No one would deny that the acts of pedophilia that occurred on set at Nickelodeon are deeply upsetting. Yet a central question that goes unanswered throughout Quiet on Set is its goal in revisiting these traumas. Is it to problematically reinforce the stereotypical association between pedophilia and homosexuality, an association that comes up repeatedly in the tale of Brian Peck (who is gay)? Or to imply that the women on set, those in the writer’s room as well as the mothers of these child actors, are to blame for the harm that came to these children, just as much as or even more so than the TV executives at the helm when these abuses occurred?
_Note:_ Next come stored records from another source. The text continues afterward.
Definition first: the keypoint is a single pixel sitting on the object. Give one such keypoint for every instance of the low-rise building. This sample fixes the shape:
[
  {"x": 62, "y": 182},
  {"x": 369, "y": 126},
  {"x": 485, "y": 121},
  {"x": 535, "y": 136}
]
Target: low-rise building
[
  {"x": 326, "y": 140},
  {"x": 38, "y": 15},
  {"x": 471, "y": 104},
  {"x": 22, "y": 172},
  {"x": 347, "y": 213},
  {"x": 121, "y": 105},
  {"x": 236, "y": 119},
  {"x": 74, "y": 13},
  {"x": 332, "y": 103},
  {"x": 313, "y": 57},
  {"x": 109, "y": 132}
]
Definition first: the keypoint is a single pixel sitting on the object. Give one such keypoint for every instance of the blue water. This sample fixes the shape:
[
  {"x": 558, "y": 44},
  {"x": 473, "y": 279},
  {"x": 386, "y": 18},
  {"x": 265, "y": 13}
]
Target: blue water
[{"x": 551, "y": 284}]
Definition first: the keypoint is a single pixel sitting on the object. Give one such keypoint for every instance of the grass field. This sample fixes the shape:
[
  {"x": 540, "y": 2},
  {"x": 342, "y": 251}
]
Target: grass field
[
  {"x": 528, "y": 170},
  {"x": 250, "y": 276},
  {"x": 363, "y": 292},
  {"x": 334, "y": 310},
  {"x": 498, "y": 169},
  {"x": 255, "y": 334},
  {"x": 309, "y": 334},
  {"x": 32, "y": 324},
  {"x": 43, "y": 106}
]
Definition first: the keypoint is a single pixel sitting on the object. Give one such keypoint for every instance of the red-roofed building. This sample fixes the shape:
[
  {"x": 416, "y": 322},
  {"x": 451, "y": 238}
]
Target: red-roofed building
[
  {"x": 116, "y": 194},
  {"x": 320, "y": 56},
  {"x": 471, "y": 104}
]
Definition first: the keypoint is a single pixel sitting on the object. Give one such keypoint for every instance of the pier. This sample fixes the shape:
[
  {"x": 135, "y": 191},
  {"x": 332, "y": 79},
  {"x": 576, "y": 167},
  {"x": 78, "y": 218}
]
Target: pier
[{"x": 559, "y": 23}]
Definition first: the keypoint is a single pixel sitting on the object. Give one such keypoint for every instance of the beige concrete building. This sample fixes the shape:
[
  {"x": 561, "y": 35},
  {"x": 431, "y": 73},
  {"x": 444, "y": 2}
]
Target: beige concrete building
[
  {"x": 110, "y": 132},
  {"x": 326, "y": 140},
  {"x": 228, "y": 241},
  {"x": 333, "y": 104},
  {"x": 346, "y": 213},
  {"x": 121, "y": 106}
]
What the series fails to question, in other words, is the very ideal of “children’s TV” itself—or rather, the impossibility of kids’ TV. As the feminist critic Jacqueline Rose once put it regarding the children’s novel Peter Pan:

Children’s fiction is impossible, not in the sense that it cannot be written (that would be nonsense), but in that it hangs on an impossibility, one which it rarely ventures to speak. This is the impossible relation between adult and child. Children’s fiction is clearly about that relation, but it has the remarkable characteristic of being about something which it hardly ever talks of. Children’s fiction sets up a world in which the adult comes first (author, maker, giver) and the child comes after (reader, product, receiver), but where neither of them enter the space in between. To say that the child is inside the book—children’s books are after all as often as not about children—is to fall straight into a trap. It is to confuse the adult’s intention to get at the child with the child it portrays. If children’s fiction builds an image of the child inside the book, it does so in order to secure the child who is outside the book, the one who does not come so easily within its grasp.

To put it differently, if children’s television is always already impossible—not in the sense that it doesn’t exist as an industrial category (Nickelodeon proved otherwise), but that it is indeed a misnomer. What gets lost when we insist on the label “children’s television,” rather than calling the form what it actually is—namely, “television written for kids by adults”? (Or is that too clunky for marketing campaigns?)

Unlike Quiet on Set, I Saw the TV Glow faces the impossibility of children’s television head-on by insisting that the contradictions of media designed for kids need not be resolved so much as explored, acknowledged, or even embraced. If both children’s television and childhood itself hinge upon the impossible relation between adult and child, as Rose proposes, it is worth wondering what is to be done about this impossibility. Quiet on Set serves as a cautionary tale about the desire to collapse the distinction between adult and child when it describes a kind of television that claims to address kids “as kids” but really intends to transform them into mini-adults. I Saw the TV Glow, on the other hand, imagines a kind of television that addresses young adults as such, while doing what Rose claims can never be done: it is in fact about that very relation between child and adult. Schoenbrun’s film does not suggest that this impossibility can be resolved but rather that acknowledging it is perhaps the best we can do for kids—including the ones inside all of us.